Vi por fuera el edificio de la Autoridad Portuaria, muy de estilo colonial y también la Corte de Justicia, el cual hasta hace un par de años estaba vedado y no te podías acercar. El Banco Central de Myanmar está por allí pero tiene una pinta tan cochambrosa que dudo que exista un solo ratero en el universo interesado en entrar al mismo. Pasé junto a los jardines Mahabandoola pero pasé de pagar solo para ver un pequeño obelisco. Volví a la rotonda de Sule Paya (Paya = Pagoda) e hice fotos del ayuntamiento, el cual estaba como en obras y también de la oficina de Inmigración, edificio que cuando se hizo hace varias décadas llegó a ser una de las tiendas mas grandes de Asia pero que ahora parece que lo bombardearon antes de ayer.

Desde allí me perdí por el barrio chino y aluciné con los puestos callejeros y las cosas supuestamente comestibles que se venden en los mismos,

Como el relato se alarga demasiado, lo corto aquí y sigo otro día …

El relato continúa en La tarde de Shwedagon Paya

6 respuesta a “Paseando por el centro de Yangon”

  1. Yo que he viajado contigo puedo jurar que tus relatos son casi una foto en palabras, todo lo que describes es paso a paso. Asi que es viajar contigo de alguna forma siempre, al leerte.
    Un beso.

  2. No veas lo que les esperas. Se van a jarta (con tilde que no puedo poner). Lo tengo todo escrito hasta el dia de ayer y ahora mismo me pongo y escribo lo de hoy, que aqui el dia ya acaba. Magnana (o el dia despues de hoy que no tengo la letra esa que va despues de la n) salgo para Yangon, la capital y Dios mediante y por la gloria de Chanquete pillo Wifi y empeto en la bitacora como quince anotaciones y ya tengo la vida casi resuelta hasta mediados de julio.
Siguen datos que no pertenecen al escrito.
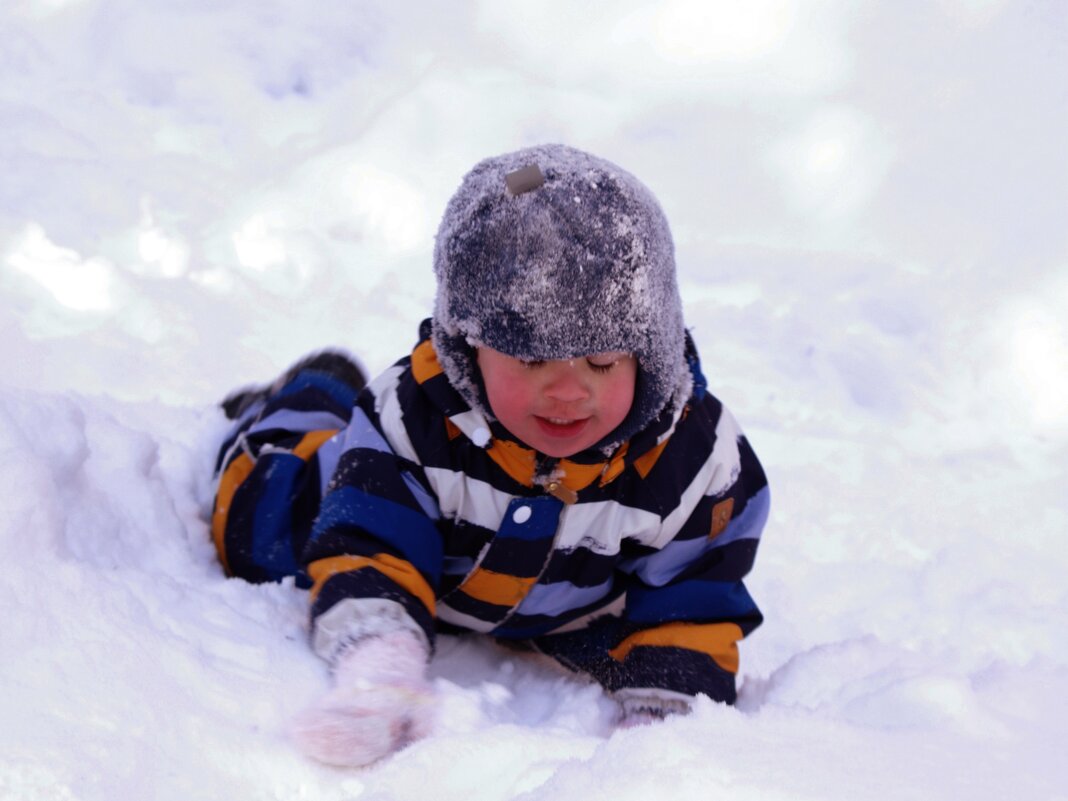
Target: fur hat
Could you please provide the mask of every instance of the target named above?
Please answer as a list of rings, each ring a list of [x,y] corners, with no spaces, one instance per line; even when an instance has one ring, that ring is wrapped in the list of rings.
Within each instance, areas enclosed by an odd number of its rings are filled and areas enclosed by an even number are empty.
[[[588,153],[541,145],[486,159],[445,208],[434,251],[434,344],[453,387],[492,418],[474,348],[523,360],[638,358],[608,451],[691,387],[671,231],[653,193]]]

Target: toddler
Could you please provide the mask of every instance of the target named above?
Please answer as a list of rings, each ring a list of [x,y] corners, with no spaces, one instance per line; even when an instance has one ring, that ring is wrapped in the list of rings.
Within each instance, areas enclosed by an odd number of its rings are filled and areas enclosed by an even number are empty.
[[[768,487],[706,388],[656,199],[562,145],[490,158],[434,268],[434,316],[366,387],[328,351],[223,405],[220,559],[310,587],[333,669],[299,744],[366,765],[425,734],[438,632],[546,654],[625,725],[733,703]]]

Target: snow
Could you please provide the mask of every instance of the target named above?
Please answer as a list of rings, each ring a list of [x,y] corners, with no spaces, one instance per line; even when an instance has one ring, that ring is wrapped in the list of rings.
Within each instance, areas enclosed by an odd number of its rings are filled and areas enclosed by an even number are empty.
[[[3,4],[0,798],[1068,797],[1068,11],[745,9]],[[383,370],[460,176],[545,141],[657,193],[768,469],[739,703],[613,731],[445,638],[434,737],[311,764],[304,596],[208,539],[213,405]]]

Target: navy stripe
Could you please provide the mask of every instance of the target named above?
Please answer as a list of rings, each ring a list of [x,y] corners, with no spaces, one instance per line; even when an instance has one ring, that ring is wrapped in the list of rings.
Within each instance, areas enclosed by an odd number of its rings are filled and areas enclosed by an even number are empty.
[[[538,575],[552,549],[552,537],[544,539],[494,539],[481,567],[503,572],[519,578],[531,578]]]
[[[488,624],[503,621],[508,612],[512,611],[512,607],[501,607],[497,603],[487,603],[477,598],[472,598],[462,590],[456,590],[447,596],[441,596],[441,602],[455,609],[457,612],[477,617],[480,621],[485,621]]]
[[[597,586],[615,574],[614,555],[595,553],[588,548],[554,551],[541,574],[541,582],[569,581],[578,586]]]
[[[431,585],[441,578],[441,541],[422,512],[368,494],[356,487],[339,487],[323,500],[312,538],[331,527],[359,521],[360,528],[411,562]]]
[[[748,617],[756,604],[740,581],[692,579],[663,587],[635,586],[627,593],[627,618],[634,623],[729,621]]]
[[[303,403],[303,400],[295,400],[297,395],[316,397],[316,408],[336,409],[347,420],[356,402],[357,392],[349,384],[327,373],[302,370],[273,395],[271,402],[279,405],[288,405],[290,402]],[[268,403],[267,406],[270,408],[271,403]],[[296,407],[289,406],[288,408]]]
[[[392,453],[363,447],[346,451],[337,459],[327,497],[337,489],[348,487],[388,498],[413,513],[430,518],[424,504],[412,494],[411,485],[400,472],[399,464],[402,460]]]

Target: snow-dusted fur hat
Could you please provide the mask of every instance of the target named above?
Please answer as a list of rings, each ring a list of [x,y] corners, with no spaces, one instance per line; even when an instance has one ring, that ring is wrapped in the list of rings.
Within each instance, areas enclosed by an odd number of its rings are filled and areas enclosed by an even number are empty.
[[[634,354],[634,403],[606,450],[686,402],[671,231],[653,192],[615,164],[560,144],[480,162],[445,208],[434,269],[438,358],[490,418],[480,345],[523,360]]]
  3. A proposito, en la version editada que no he podido actualizar, lo de los dientes se explica un poco. Aunque tienen unas dentaduras de pena, mastican algo que genera el rojo ese asqueroso y que despues escupen con unos lapos que te ponen los pelos de punta. Con suerte el viernes estara la version corregida y con mala suerta habra que esperar al domingo.

  4. Pues nada seguiremos esperando los relatos de tus aventuras, y también las fotos.
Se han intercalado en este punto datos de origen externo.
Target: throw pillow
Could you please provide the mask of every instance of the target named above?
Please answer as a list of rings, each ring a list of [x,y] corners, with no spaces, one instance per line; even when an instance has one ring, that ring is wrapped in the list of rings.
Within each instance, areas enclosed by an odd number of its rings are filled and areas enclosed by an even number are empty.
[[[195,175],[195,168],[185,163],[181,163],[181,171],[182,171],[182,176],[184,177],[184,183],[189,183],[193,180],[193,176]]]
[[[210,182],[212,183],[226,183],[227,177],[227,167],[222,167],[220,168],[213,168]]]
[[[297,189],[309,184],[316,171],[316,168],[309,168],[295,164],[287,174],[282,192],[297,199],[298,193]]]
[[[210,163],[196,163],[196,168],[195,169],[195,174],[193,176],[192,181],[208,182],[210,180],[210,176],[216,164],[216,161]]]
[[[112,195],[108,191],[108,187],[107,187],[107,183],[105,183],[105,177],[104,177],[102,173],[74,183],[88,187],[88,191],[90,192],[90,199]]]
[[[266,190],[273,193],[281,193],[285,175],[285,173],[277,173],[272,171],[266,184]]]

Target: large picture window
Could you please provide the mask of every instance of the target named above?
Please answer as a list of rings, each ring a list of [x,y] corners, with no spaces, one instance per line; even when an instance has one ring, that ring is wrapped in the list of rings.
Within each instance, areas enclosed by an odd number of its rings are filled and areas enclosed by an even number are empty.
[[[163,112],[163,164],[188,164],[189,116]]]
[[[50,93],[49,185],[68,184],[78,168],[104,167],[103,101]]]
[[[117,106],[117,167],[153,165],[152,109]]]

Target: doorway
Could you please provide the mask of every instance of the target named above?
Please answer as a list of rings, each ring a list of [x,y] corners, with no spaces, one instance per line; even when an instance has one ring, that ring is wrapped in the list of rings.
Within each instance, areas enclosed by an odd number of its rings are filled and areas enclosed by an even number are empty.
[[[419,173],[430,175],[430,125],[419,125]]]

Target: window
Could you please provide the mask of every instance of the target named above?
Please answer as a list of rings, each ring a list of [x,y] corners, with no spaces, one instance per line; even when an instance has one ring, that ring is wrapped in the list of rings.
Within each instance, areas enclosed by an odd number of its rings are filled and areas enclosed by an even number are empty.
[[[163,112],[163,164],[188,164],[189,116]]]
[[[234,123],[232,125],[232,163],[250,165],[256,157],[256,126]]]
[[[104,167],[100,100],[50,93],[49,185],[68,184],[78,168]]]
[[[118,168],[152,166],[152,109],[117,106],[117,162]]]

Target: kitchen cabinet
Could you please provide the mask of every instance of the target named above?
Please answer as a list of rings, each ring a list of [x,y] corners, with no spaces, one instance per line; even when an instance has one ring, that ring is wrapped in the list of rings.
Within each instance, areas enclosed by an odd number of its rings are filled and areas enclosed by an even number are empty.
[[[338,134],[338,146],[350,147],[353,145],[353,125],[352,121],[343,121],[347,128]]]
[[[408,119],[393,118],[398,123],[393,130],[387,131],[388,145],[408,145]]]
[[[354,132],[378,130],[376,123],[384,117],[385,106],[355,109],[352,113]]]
    Es curiosa la correlación que existe entre los países pobres y la complejidad de sus sistemas burocráticos. A más pobre más compleja la burocracia.

  5. Si, eso da cancha libre a los corruptos. Asi ves que en Venezuela hasta por sacarte el pasaporte quieren cobrarte para que no tengas que pasar por el proceso tan tedioso que implica….

    Lo de Penelope y su bigote, escuche en estos dias que dijo que ella pedia expresamente que le acentuaran con maquillaje un bigote que segun ella no tenia para parecer mas fea y real en las peliculas jajajajaa mira la excusa que pone para cuando sus fans le vean el bigote que le dio DIOS.

    Jajaja.
    Un beso.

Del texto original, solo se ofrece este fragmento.